As shown in FIG. 5, in the present embodiment, the ground 6 including the contaminated soil is excavated to form a hole 7, and the zeolitic foam glass G is put into the hole 7 and filled. At this time, the hole 7 is formed to a position deeper than the groundwater surface S so that the zeolitic foamed glass G filled in the hole 7 is in contact with the groundwater.

  Contaminants contained in the ground including the contaminated soil are dissolved in the groundwater, and this groundwater oozes into the holes 7 and comes into contact with the zeolitic foam glass G filled in the holes 7. Thereby, the pollutant contained in the contaminated soil penetrates into the gap between the zeolitic foamed glass G together with the ground water, and is adsorbed or ion-exchanged in contact with the zeolite on the foamed glass surface and the gap inner surface. The zeolitic foamed glass G after the contaminant adsorption is removed from the hole 7.

  Thus, also in this embodiment, it is possible to efficiently exhibit the adsorption capacity and ion exchange capacity by zeolite, and to perform the treatment of contaminated soil and groundwater contained therein at low cost. The zeolitic foam glass G in the present embodiment can be used with any specific gravity.

  The contaminated soil treatment method and the contaminated soil treatment apparatus of the present invention are contained in soil, sludge, etc. or contaminated soil contaminated with contaminants such as lead, chromium, cadmium, mercury, polychlorinated biphenyl (PCB), tetrachlorethylene and dioxin. Useful for purification of groundwater.

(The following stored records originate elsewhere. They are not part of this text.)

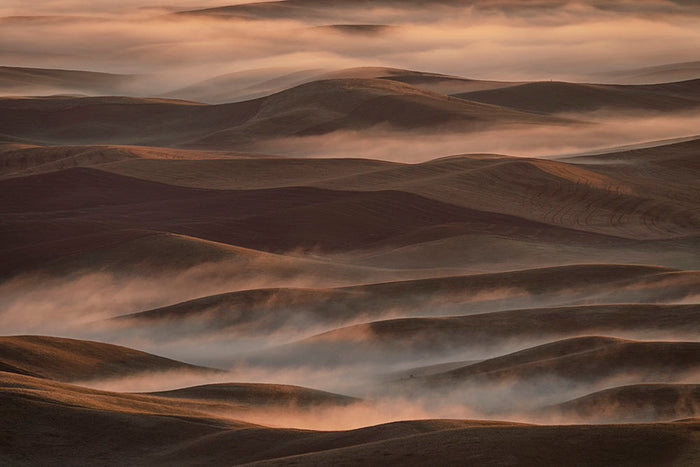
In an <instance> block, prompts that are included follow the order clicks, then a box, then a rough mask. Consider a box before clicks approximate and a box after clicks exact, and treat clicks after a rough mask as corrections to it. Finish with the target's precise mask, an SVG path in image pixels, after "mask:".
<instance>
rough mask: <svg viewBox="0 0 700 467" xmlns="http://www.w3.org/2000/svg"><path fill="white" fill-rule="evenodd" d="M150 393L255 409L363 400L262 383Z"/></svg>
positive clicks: (355, 402) (201, 386)
mask: <svg viewBox="0 0 700 467" xmlns="http://www.w3.org/2000/svg"><path fill="white" fill-rule="evenodd" d="M149 394H151V395H153V396H159V397H172V398H176V399H203V400H208V401H217V400H221V401H226V402H231V403H236V404H244V405H249V406H252V407H255V408H261V407H275V406H279V407H288V408H292V407H298V408H312V407H314V406H321V405H336V406H344V405H349V404H353V403H356V402H359V401H360V400H359V399H356V398H354V397H347V396H342V395H339V394H333V393H330V392H325V391H318V390H315V389H308V388H302V387H299V386H289V385H285V384H260V383H222V384H207V385H203V386H193V387H189V388H183V389H175V390H172V391H159V392H151V393H149Z"/></svg>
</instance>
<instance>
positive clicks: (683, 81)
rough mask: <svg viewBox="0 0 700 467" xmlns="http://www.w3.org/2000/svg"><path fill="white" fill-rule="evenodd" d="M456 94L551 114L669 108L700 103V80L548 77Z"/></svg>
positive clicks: (482, 101)
mask: <svg viewBox="0 0 700 467" xmlns="http://www.w3.org/2000/svg"><path fill="white" fill-rule="evenodd" d="M456 97H460V98H463V99H468V100H472V101H477V102H483V103H486V104H493V105H499V106H504V107H509V108H513V109H518V110H522V111H525V112H541V113H547V114H550V113H567V112H568V113H574V112H586V111H593V110H609V111H630V110H646V111H664V112H669V111H680V110H689V109H695V108H698V107H700V80H691V81H683V82H680V83H664V84H654V85H636V86H632V85H606V84H576V83H562V82H546V81H544V82H537V83H527V84H521V85H517V86H512V87H507V88H506V87H504V88H499V89H490V90H483V91H474V92H468V93H461V94H456Z"/></svg>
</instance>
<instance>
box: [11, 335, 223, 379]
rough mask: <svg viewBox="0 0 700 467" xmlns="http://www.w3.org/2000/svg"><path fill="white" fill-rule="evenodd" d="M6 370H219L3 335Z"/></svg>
mask: <svg viewBox="0 0 700 467" xmlns="http://www.w3.org/2000/svg"><path fill="white" fill-rule="evenodd" d="M0 366H1V368H0V369H1V370H2V371H10V372H13V373H18V374H24V375H29V376H37V377H42V378H48V379H55V380H58V381H80V380H90V379H98V378H115V377H122V376H130V375H134V374H138V373H146V372H164V371H188V372H194V373H201V374H202V375H206V374H213V373H216V372H219V370H215V369H212V368H205V367H200V366H195V365H190V364H187V363H182V362H178V361H176V360H171V359H169V358H164V357H159V356H157V355H152V354H149V353H146V352H140V351H138V350H134V349H130V348H127V347H122V346H118V345H112V344H104V343H101V342H93V341H85V340H76V339H66V338H60V337H48V336H11V337H0Z"/></svg>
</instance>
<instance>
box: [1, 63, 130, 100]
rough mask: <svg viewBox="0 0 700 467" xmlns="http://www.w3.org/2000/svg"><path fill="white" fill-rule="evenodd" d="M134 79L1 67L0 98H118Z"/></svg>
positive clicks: (23, 68) (1, 66)
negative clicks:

It is a flowchart which shows the 1st manufacturing method of zeolitic foam glass. It is a flowchart which shows the 2nd manufacturing method of zeolitic foam glass. It is a flowchart which shows the 3rd manufacturing method of zeolitic foam glass. It is a schematic block diagram of the contaminated soil processing apparatus in the 1st Embodiment of this invention. It is sectional drawing which shows the contaminated soil processing method in the 2nd Embodiment of this invention.

Explanation of symbols

G Zeolite Foamed Glass 1 Mixing tank 2 Separation tank 3 Stirring blade 4 Motor 5 Belt conveyor 6 Ground 7 Hole

Claims (8)

  After the foamed glass whose surface is zeoliticized in the contaminated soil (hereinafter referred to as “zeolitic foamed glass”) is adsorbed on the zeolitic foamed glass, the pollutant contained in the contaminated soil is adsorbed. A method for treating contaminated soil, comprising separating the zeolitic foamed glass and soil.   The contaminated soil is mixed with the zeolitic foamed glass introduced into the contaminated soil, and the pollutant contained in the contaminated soil is adsorbed on the zeolitic foamed glass, and then left or left floating and separated. The method for treating contaminated soil according to claim 1, wherein the substance is removed.   The contaminated soil treatment method according to claim 2, wherein a material having a bulk specific gravity of less than 1 is used as the zeolitic foamed glass.   The contaminated soil treatment method according to claim 2 or 3, wherein water is added to the contaminated soil together with the zeolitic foamed glass and mixed.   The contaminated soil treatment method according to claim 4, wherein the water separated by standing or floating is reused as the water.   After forming a hole in the ground containing the contaminated soil and filling the hole with the zeolitic foam glass, the pollutant contained in the contaminated soil is adsorbed on the zeolitic foam glass, and then the zeolite The contaminated soil treatment method according to claim 1, wherein the polluted foam glass is taken out and the pollutant is removed.   A contaminated soil treatment apparatus comprising a tank for containing contaminated soil, and a mixing device for mixing the contaminated soil in the tank and the zeolitic foam glass.   The contaminated soil treatment apparatus according to claim 7, wherein a material having a bulk specific gravity of less than 1 is used as the zeolitic foam glass.